O investimento, que era decisivo para relançar a economia, continua sem inverter a tendência recessiva que se prolonga há demasiado tempo, sempre à espera dos grandes investimentos prometidos e copiosamente anunciados como instrumentos de propaganda. A dívida externa continua a crescer a olhos vistos e atinge 80% do PIB.

Esta é a verdadeira expressão de uma política que condena à ruína os seus sectores produtivos, que promove a crescente substituição da produção nacional pela estrangeira e inflaciona o sector financeiro.

O País, em vez de ter uma política económica e monetária ao serviço do crescimento e do emprego, continua a trilhar o caminho da ampliação dos factores recessivos, nomeadamente com os brutais cortes no investimento público, a contracção do mercado interno e o aumento dos impostos, sempre em nome do sacrossanto desígnio do combate ao défice.

Poderemos ter, por este andar e de tanto cortar no investimento e nos direitos sociais, em 2010, um défice zero nas contas públicas, mas também uma economia arruinada e cada vez mais destroçada e subalterna.

Sr. Presidente,
Srs. Deputados:

O País tem vindo a assistir, com mais visibilidade nos últimos tempos, ao acentuar dos comportamentos antidemocráticos a partir do poder governamental e das suas ramificações.

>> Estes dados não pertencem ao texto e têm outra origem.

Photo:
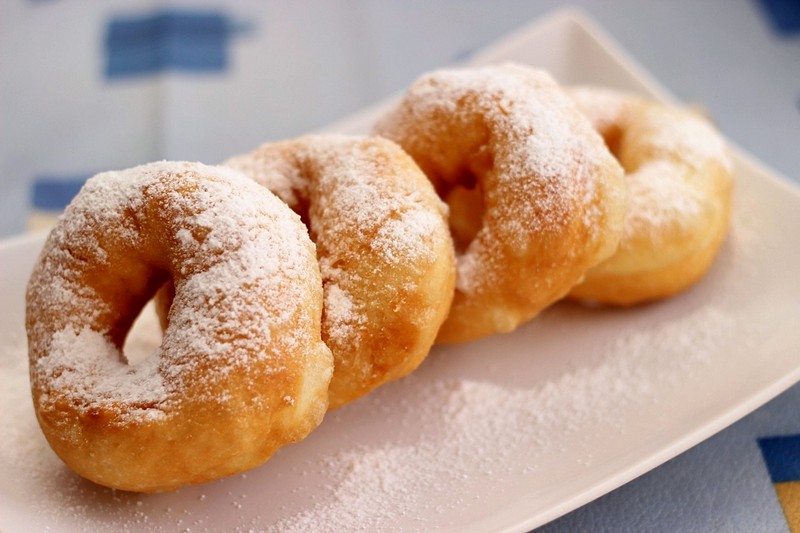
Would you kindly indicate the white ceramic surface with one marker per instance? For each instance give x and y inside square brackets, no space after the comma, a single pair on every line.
[499,435]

Esta é uma ofensiva que, a par da restrição acentuada dos direitos sociais mais elementares, se traduz num cada vez mais ostensivo e frequente exercício dos poderes públicos de forma partidarizada e arbitrária.

O Governo quer avançar na limitação dos direitos de actividade sindical, tenta condicionar o exercício do direito à greve, como ainda recentemente ocorreu na greve geral convocada pela CGTP, dá orientações de tal forma restritivas que conduzem às chocantes e aberrantes decisões de juntas médicas no que respeita à aposentação extraordinária, e nem se coíbe de mandar identificar manifestantes que protestam contra o Primeiro-Ministro ou de vigiar de forma ilegal, e que continua a não estar esclarecida, os dirigentes das associações militares.

Mas este é também o Governo que ao mesmo tempo, e tal como os anteriores, «coloniza» a Administração Pública a partir do seu aparelho partidário, mantendo a nomeação como regra e o concurso como excepção.

É por ter uma política de direita e anti-social que o Governo lança mão de inaceitáveis meios e instrumentos para condicionar quem se opõe, quem protesta e quem luta contra as suas medidas.

Atacada a democracia social, económica e cultural, fácil e perigosamente se passa ao ataque da democracia política.

Sr. Primeiro-Ministro, parafraseando o cantor, «hoje é o primeiro dia do resto do seu mandato». Sabemos que deste debate resultará muito daquilo que o Governo quer que resulte. Hoje e amanhã, veremos e leremos o que o Governo quer que se oiça e leia, desfocando a realidade e os verdadeiros problemas nacionais.

Enquanto nega a esperança e mina a confiança, delas falará em nome de um amanhã que continuará adiado e comprometido se persistir nesta errada e injusta política.

Temos hoje um País mais injusto, menos seguro e menos democrático. E, ao contrário do que o Sr. Primeiro-Ministro pensa, inquieta-nos que seja um Governo do PS a fazê-lo.

Porque não há-de ser sempre assim, nós temos uma outra esperança e uma outra confiança, a que não fica à espera, a que reside na aspiração e na luta por uma vida melhor para o País e para os portugueses. Lá estaremos como sempre.